Califas Legacy Project Online Exhibition

Califas Legacy artists Carmen Leon, Ralph D'Oliveira, Guillermo Aranda and Amalia Mesa-Bains

Friday, March 5 – Monday, May 31, 2021

The Califas Legacy Project online exhibition, offered by the Santa Cruz Art League (SCAL) and Museo Eduardo Carrillo, tells an untold story of Chicano/a/x artists living in the Central California Coastal region. This exhibition includes artworks by Guillermo (Yermo) Aranda, Ralph D’Oliveira, Carmen León, and Amalia Mesa-Bains. We expand the geographic art historical narratives about Latino artists in the United States that are primarily centered in large, urban environments such as Los Angeles, San Francisco, and Chicago.

The Califas Legacy Project has unified the Monterey Bay Crescent through public retrospective and multi-generational exhibitions, zoomed in opportunities, streetside art viewing, portable murals, documentary videos, panel discussions, and a Latinx-based symposium. In 1982, Professor Eduardo Carrillo conceived of the “Califas: Chicano Art and Culture in California” conference to bring together artists, scholars, and creative social instigators to take stock of La Raza y El Movimiendo after several decades of political awakening and action. Together with Philip Brookman, Tomas Ybarra Frausto, and Juventino Esparza, he assembled a remarkable group for a multi-day symposium. They argued and agreed that the Chicano movement in all its variety and manifestations was very much alive and needed continued nurturance.

Now, almost forty years later, the Califas Legacy Project features the art and ideas of our region’s Chicano/a/x and Latinx creative leaders, the elders in the movement.

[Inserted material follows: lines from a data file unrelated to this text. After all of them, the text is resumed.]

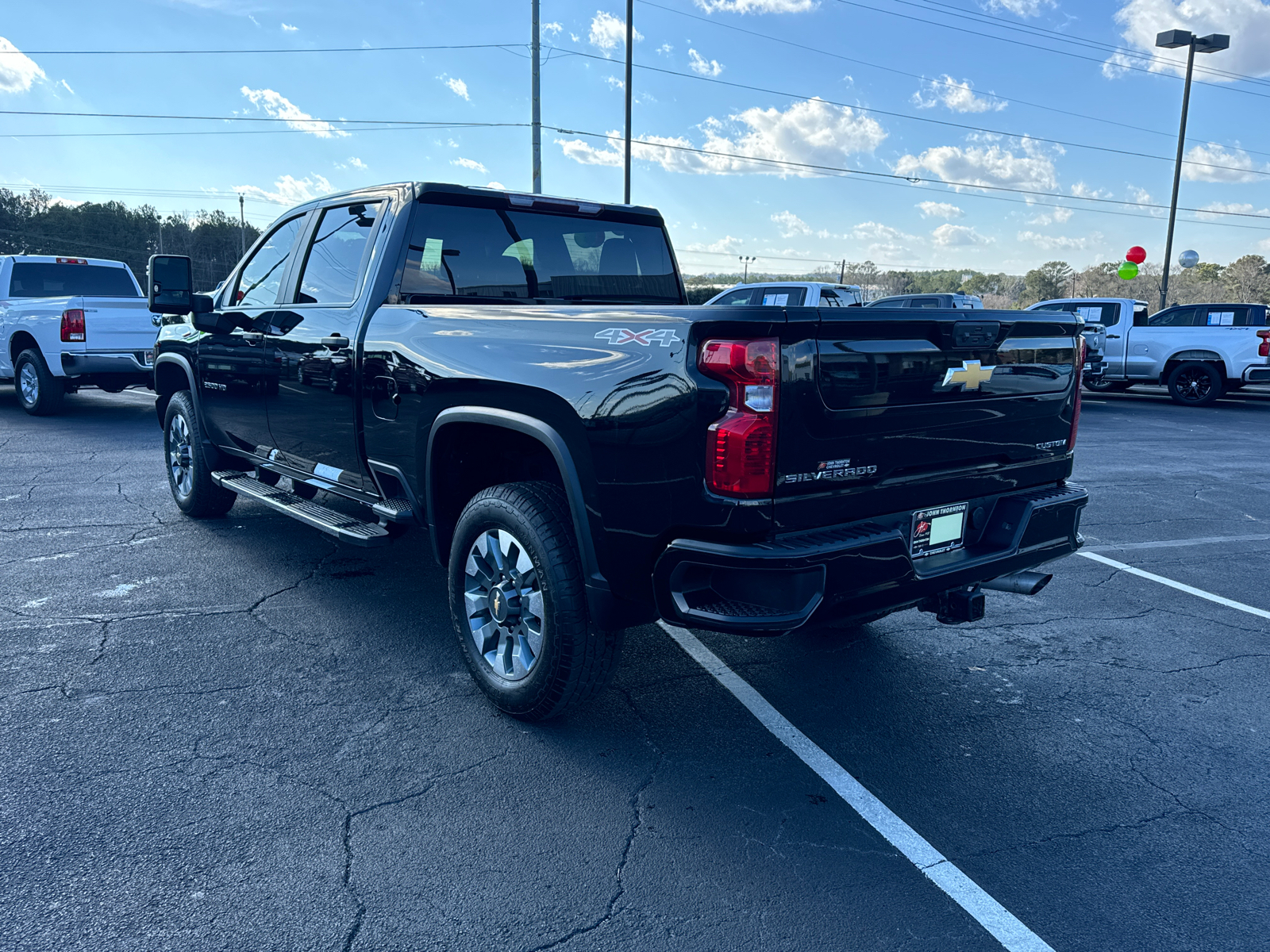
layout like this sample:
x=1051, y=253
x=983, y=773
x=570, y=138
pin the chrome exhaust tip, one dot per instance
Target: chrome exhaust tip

Our commitment is to secure the preservation of these artists’ legacies and awaken a new generation to the richness of the Monterey Bay Crescent artists contributions. Theirs is an un-contained influence – linking the powerful social movements of the 1960s to the next generation of Latinx and other artists. The exhibition surveys work from over four decades per artist, thereby sharing their artistic evolution and making visible what has been here all along.

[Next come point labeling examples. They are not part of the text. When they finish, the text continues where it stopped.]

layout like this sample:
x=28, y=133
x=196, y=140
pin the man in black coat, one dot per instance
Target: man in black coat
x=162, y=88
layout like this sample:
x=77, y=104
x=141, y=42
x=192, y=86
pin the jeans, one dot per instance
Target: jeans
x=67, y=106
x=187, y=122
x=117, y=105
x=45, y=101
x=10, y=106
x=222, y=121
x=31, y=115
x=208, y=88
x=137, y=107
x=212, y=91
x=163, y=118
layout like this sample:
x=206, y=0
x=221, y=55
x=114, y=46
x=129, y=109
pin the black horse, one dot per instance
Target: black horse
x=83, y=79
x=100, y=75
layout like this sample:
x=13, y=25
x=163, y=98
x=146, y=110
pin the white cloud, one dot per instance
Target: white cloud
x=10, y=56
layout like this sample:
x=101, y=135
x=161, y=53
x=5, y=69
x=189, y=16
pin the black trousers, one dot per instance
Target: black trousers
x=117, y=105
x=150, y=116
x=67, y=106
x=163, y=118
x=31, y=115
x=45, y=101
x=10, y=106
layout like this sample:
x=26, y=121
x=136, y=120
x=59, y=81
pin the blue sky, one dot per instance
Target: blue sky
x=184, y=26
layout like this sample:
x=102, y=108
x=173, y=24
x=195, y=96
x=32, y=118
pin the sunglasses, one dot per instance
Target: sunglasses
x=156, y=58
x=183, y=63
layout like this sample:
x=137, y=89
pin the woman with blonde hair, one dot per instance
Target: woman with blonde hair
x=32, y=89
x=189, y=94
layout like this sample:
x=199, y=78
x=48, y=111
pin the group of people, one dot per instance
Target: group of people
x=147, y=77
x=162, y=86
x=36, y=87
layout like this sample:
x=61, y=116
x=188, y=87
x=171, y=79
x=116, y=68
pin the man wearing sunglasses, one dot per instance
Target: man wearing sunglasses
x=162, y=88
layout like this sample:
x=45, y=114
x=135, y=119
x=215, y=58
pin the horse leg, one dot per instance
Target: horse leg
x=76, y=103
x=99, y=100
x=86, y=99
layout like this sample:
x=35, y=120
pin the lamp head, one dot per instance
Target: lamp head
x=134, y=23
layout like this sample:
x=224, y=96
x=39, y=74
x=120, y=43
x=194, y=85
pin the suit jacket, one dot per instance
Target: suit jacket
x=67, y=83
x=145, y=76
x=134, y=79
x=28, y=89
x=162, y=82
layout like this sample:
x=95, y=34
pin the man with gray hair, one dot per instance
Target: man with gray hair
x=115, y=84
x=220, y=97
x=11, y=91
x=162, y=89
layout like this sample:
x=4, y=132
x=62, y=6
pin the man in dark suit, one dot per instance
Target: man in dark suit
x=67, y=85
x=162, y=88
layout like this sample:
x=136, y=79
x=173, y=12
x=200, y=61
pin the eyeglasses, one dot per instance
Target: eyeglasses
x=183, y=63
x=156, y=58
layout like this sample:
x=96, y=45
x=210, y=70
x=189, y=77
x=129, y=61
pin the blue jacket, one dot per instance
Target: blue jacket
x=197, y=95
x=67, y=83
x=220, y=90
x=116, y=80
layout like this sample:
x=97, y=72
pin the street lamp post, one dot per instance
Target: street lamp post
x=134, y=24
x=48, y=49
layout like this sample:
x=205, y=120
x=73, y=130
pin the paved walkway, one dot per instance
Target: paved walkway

The Califas Legacy Project fills a vacant part of American art history.

Read more about the Califas Legacy Project | FULL SCHEDULE OF EVENTS

View the Califas Conversation/Charla

Guillermo Aranda

Guillermo (Yermo) Aranda is an elder and wisdom keeper of the history and ancestral teachings for Chicano/Native/Mexica identified peoples. He was the co-founder of El Centro Cultural de La Raza, a cultural art center focusing on Latino and Indigenous Art forms. As the Centro’s first Administrative Director, Aranda initiated the Chicano Park Murals in San Diego in 1973. Chicano Park is now recognized by the City of San Diego and the State of California as an historical site.

Ralph D’Oliveira

Ralph D’Oliveira has painted more than 100 murals in California and abroad during his 40+ year career as a muralist. He has done dozens of projects with schools and school children. In 2013, he traveled to Norway to do a mural project in Trondheim. He coordinates his projects collaboratively with neighbors and students in schools. He views all these projects as a way to build community. Ralph draws on his multicultural background incorporating native Chumash and Mexican roots.

Carmen León

Carmen León is a painter and teacher of art. In 1975-76, she was involved with a grassroots arts center, the Academia del Arte Chicano de Azlan, painting some of the first murals in Watsonville. In 1985, she began teaching art in the schools, focusing her involvement with the Latino community and drawing on her Peruvian and Mexican heritage. León was one of the co-founders of Galeria Tonantzin in San Juan Bautista, CA, a venue for women’s art.

Amalia Mesa-Bains

Amalia Mesa-Bains is a curator, author, visual artist, and educator. In her home altars, ofrendas, and writing, she examines the formation of Chicana identity and aesthetic practices, the shared experiences of historically-marginalized communities in the United States, especially among women of color, and the role of multiculturalism within museums and cultural institutions. Her work is in collections worldwide and in 1992 she was awarded the MacArthur Fellowship.